Münz, Bernhard (1856-1919), Bibliothekar und Philosoph

Münz Bernhard, Bibliothekar und Philosoph. * Leipnik (Lipník, Mähren), 1. 2. 1856; † Wien, 17. 12. 1919. Bruder des Folgenden; stud. ab 1873 exakte Phil. und klass. Philol. an den Univ. Wien (1877 Dr. phil.), Innsbruck und München. Nach kurzer Tätigkeit an der Univ. Bibl.

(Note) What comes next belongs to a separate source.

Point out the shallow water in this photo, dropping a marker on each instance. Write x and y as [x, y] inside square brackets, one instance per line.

Graz wurde er 1889 Amanuensis an der Bibl. der Israelit. Kultusgemeinde in Wien, 1903 deren Leiter. M., der von J. Frohschammer beeinflußt war, widmete sich in seinen Stud. anfangs der antiken Phil., später aber phil.-literar. Untersuchungen der Neuzeit. Bes. Verdienste erwarb er sich um das Zustandekommen der ersten jüd. Nationalbiographie (Winiger), deren Red.Komitee er ab 1915 angehörte. M. wird oft mit dem Journalisten Bernhard M. (* 2. 6. 1857; †13. 3. 1921) verwechselt. Polit. Red. des „Neuen Wiener Tagblattes“, war dieser Vizepräs. des Journalisten- und Schriftsteller-Ver. Concordia und wirkte verdienstvoll für den Aufbau der Witwen- und Waisenversorgung dieser Vereinigung.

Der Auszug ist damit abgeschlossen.